Vacca L, Hutchings D E
Dev Psychobiol. 1977 Mar;10(2):171-6. doi: 10.1002/dev.420100210.
Pregnant rats were administered a teratogenic dose of vitamin A excess on Days 17 and 18 of gestation and intubation controls received the vehicle alone. Pups were sacrificed at birth or on postnatal Days 5 or 10; the cerebellum was removed, frozen, and fixed in preparation for immunohistochemical localization of the brain specific protein, S-100. Vitamin A produced a transient delay in the appearance of S-100 in the external granular layer which was no longer evident on Days 5 and 10. These findings corroborate autoradiographic evidence that vitamin A temporarily interferes with neurogenesis.
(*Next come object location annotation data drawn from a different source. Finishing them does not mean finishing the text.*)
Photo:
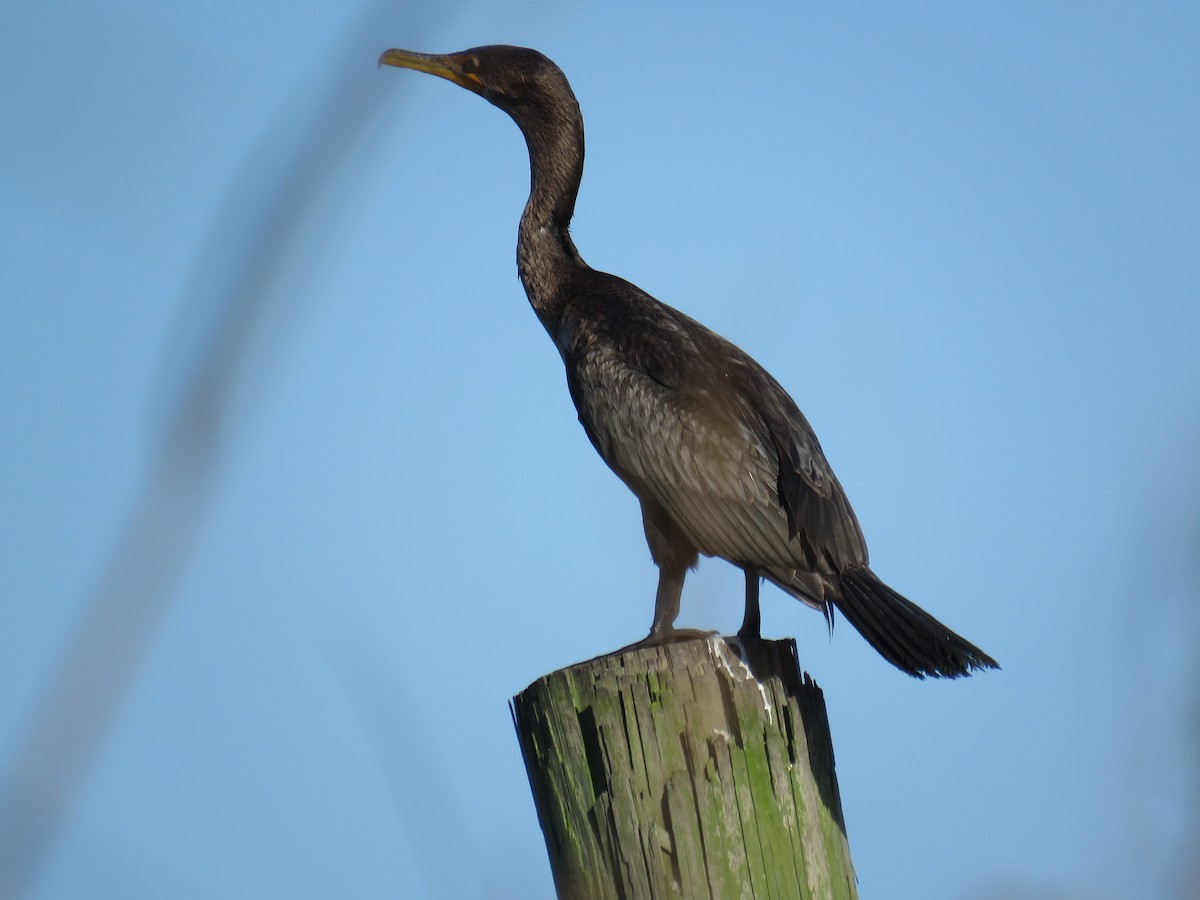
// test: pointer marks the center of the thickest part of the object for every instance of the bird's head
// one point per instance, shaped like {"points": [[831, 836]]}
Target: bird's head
{"points": [[509, 77]]}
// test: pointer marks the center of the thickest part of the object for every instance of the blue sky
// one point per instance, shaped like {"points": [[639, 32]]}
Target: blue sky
{"points": [[964, 238]]}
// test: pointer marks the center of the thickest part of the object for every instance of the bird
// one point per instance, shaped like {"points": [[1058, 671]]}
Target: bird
{"points": [[720, 457]]}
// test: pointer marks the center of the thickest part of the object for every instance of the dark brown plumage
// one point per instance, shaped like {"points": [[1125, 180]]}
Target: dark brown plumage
{"points": [[719, 455]]}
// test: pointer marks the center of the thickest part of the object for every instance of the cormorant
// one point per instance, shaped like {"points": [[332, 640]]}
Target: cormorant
{"points": [[719, 455]]}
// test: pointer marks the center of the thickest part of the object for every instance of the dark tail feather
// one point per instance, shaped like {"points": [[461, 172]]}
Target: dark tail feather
{"points": [[903, 633]]}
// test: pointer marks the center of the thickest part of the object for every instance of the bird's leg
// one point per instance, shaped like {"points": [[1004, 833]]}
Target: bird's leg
{"points": [[666, 604], [751, 625], [673, 555]]}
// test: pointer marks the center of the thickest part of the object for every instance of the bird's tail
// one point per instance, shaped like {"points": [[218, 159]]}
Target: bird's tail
{"points": [[903, 633]]}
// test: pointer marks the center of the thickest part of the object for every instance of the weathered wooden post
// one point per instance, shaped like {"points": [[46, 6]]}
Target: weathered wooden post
{"points": [[697, 769]]}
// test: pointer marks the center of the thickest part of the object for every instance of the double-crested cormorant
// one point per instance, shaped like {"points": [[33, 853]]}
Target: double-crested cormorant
{"points": [[717, 451]]}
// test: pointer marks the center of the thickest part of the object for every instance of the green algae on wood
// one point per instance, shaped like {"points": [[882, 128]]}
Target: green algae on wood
{"points": [[696, 769]]}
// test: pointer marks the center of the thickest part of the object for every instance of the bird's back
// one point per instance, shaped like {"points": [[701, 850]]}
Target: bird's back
{"points": [[690, 421]]}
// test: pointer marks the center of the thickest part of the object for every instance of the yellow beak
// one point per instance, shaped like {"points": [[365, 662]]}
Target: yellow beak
{"points": [[448, 66]]}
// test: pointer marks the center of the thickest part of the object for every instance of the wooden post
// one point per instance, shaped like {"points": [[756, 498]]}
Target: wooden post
{"points": [[697, 769]]}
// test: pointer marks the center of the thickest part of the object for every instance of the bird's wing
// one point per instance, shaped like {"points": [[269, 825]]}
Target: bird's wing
{"points": [[673, 441], [689, 420]]}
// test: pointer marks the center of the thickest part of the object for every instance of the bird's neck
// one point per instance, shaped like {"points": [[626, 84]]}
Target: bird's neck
{"points": [[546, 255]]}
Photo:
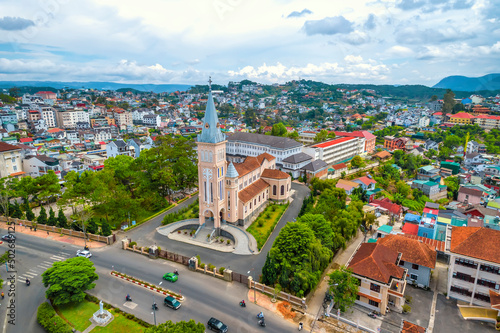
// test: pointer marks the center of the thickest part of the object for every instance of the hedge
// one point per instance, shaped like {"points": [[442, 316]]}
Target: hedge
{"points": [[50, 321]]}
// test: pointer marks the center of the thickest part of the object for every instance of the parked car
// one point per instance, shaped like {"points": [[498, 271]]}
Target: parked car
{"points": [[170, 277], [171, 302], [83, 253], [217, 325], [8, 237]]}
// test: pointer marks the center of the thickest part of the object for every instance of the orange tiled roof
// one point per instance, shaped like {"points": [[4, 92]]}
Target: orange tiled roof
{"points": [[274, 174], [266, 156], [376, 262], [412, 328], [413, 251], [476, 242], [249, 164], [249, 192]]}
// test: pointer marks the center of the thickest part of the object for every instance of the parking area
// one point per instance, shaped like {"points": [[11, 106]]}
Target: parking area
{"points": [[449, 320]]}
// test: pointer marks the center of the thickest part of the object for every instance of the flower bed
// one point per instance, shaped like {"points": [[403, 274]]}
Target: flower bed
{"points": [[150, 286]]}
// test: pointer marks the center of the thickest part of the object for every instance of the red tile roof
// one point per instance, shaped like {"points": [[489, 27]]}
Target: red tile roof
{"points": [[249, 192], [7, 147], [413, 251], [435, 244], [274, 174], [412, 328], [475, 242], [332, 142], [410, 228], [376, 262]]}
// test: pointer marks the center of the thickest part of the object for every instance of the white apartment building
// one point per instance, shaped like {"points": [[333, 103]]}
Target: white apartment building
{"points": [[68, 118], [10, 160], [48, 115], [487, 121], [307, 137], [240, 145], [335, 151], [474, 264]]}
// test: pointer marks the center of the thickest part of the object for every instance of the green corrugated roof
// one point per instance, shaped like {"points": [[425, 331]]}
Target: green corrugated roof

However, the early damage results in permanent behavioral deficits in adulthood despite apparent cytochemical repair.
在妊娠第17天和第18天,给怀孕大鼠给予致畸剂量的过量维生素A,经插管的对照组仅接受赋形剂。幼崽在出生时或出生后第5天或第10天被处死;取出小脑,冷冻并固定,以准备对脑特异性蛋白S-100进行免疫组织化学定位。维生素A导致外颗粒层中S-100的出现暂时延迟,在第5天和第10天不再明显。这些发现证实了放射自显影证据,即维生素A暂时干扰神经发生。然而,尽管有明显的细胞化学修复,但早期损伤会导致成年期永久性行为缺陷。